When Republicans downplay the importance of women’s issues, reporters should provide historical perspective
On Friday, the Durango Herald ran an article on newly-minted CO Republican Senate candidates, state legislators Owen Hill and Randy Baumgardner.
The Herald reported that Hill has taken strong anti-choice stands in the past. (Opponents say he supported de-funding Planned Parenthood in Colorado.) And Baumgardner “pitched an Arizona-style immigration law for Colorado two years ago when he was in the House.”
The Herald’s Paige Jones reported that Owen Loftus, a spokesman for the Colorado Republican Party, “downplayed the candidates’ proposals on abortion and immigration – both of which quickly failed – and said voters make their decision based on a range of issues.”
“People in Colorado don’t vote on just two issues.

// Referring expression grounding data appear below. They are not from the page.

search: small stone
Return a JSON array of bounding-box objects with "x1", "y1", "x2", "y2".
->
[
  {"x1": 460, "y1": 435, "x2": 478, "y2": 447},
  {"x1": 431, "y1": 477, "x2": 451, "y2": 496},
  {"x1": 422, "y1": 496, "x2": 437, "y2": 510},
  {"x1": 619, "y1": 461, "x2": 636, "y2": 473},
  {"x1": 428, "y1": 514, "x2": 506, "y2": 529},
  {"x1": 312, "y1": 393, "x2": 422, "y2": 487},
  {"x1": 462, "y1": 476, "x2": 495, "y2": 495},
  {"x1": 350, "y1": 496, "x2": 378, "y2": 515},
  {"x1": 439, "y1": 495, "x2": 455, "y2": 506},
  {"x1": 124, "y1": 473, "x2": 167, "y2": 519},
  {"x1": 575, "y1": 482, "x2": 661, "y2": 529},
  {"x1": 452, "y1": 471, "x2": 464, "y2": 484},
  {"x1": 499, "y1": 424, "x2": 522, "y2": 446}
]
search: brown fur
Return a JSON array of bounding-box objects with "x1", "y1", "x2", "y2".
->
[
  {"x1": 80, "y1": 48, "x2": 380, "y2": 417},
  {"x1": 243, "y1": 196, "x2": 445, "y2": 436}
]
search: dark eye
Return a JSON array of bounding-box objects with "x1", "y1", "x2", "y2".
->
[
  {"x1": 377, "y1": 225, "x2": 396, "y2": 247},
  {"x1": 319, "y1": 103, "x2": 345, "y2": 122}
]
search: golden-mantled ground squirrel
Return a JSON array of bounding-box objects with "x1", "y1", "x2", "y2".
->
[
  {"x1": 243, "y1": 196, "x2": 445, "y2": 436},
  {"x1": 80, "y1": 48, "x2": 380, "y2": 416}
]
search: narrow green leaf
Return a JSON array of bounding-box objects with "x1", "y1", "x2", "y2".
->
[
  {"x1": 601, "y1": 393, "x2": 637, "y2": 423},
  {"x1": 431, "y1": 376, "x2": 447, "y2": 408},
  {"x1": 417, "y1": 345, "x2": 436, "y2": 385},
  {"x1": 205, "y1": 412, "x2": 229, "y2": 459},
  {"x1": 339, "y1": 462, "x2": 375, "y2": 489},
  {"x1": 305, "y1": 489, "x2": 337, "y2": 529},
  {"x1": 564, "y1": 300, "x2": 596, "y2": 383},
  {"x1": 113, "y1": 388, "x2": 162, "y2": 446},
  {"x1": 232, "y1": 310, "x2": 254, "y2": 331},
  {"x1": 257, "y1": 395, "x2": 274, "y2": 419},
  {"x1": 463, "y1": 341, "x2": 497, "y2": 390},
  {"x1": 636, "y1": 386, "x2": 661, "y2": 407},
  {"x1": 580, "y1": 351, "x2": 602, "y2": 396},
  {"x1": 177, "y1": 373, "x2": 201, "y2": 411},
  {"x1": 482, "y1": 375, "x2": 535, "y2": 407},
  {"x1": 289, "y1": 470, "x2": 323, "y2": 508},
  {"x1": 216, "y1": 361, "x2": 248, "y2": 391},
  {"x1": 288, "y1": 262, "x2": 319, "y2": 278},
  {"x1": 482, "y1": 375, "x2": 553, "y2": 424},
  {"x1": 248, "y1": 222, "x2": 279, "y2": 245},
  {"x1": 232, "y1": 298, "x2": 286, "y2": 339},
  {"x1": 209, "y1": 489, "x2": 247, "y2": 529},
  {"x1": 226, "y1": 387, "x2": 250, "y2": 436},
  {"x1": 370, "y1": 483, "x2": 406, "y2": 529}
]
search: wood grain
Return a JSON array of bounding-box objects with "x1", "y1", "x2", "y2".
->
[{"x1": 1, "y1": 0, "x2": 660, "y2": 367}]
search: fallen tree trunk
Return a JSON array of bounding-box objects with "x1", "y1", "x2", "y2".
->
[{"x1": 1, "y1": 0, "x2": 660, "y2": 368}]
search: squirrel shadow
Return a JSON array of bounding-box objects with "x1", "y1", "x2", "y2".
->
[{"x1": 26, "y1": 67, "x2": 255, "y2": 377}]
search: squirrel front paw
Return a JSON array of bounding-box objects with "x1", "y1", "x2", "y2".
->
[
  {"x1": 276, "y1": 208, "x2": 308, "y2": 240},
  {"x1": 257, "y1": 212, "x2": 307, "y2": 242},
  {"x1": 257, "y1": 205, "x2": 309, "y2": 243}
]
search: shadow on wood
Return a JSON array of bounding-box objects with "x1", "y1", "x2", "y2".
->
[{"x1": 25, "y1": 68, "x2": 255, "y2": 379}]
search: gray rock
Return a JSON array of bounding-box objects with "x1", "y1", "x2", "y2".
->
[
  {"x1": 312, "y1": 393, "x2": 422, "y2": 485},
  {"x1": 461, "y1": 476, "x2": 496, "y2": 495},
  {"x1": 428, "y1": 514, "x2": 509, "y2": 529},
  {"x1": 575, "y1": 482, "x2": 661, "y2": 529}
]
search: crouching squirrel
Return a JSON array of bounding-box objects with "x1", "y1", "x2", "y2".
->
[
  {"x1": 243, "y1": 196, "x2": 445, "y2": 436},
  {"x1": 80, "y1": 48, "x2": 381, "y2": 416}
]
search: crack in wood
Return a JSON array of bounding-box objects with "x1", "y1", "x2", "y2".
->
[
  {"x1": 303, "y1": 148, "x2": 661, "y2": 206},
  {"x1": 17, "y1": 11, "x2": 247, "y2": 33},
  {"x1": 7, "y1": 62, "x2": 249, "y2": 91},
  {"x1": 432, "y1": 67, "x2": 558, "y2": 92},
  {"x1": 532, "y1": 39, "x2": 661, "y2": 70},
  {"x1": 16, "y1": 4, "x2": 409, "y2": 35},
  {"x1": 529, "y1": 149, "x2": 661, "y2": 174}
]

They vote on the whole package,” he said.
Maybe they don’t vote on just two issues, but Jones should have asked Loftus how he could possibly downplay the importance of women’s issues, like abortion, and immigration after Loftus’ deflating experience as spokesman for Ken Buck’s failed Senatorial campaign in 2010.
Buck was poised to win his race, you recall, and before the 2010 election, Republicans like Loftus were saying the same thing about itsy-bitsy women’s issues: they don’t matter. And look what happened to Buck.
At the time, as Buck was attacked as an anti-abortion extremist, Buck campaign consultant Walt Klein told The Denver Post:
“If they think they can make Michael Bennet a more appealing incumbent by going on and on about abortion, then fire away. But all the polling data show economy, jobs and unemployment is pushing all the other issues to the bottom of the chart.”
Responding to a news story about a college student who was angry at Buck for telling reporters that the student would be accused of having “buyer’s remorse” if her rape case went to trial, Loftus told The Denver Post: “When it comes to women and men, they’re worried about jobs. … That’s what everyone cares about. Voters understand this is a machine set up to smear Ken Buck, and they aren’t buying it.”
As everyone now knows, Loftus was wrong then, he’s wrong again, and reporters should press him on why he continues to say the same lines even though he’s had a two-bit role in the history that proves him wrong. Loftus did not immediately return an email seeking comment.
Three days after 2010 election, Buck himself told The Denver Post:
“My effort was to focus on spending and unemployment, and they wanted to talk about anything but,” Buck said. “It was part of their effort to focus more on their version of Ken Buck rather than the issues that I thought most voters were concerned about. I don’t know that there’s any way to avoid it; I wasn’t going to derail my message to have an election decided on abortion, or any social issue, for that matter.”
The Post’s Michael Booth did readers a favor by following up Buck’s quote with this:
The irony is, of course, that the election may have been decided on precisely those issues, with even Republican analysts saying the Democratic strategy hurt Buck among independent women in Arapahoe and Jefferson counties. The final margin with Bennet was fewer than 20,000 votes, out of 1.5 million cast.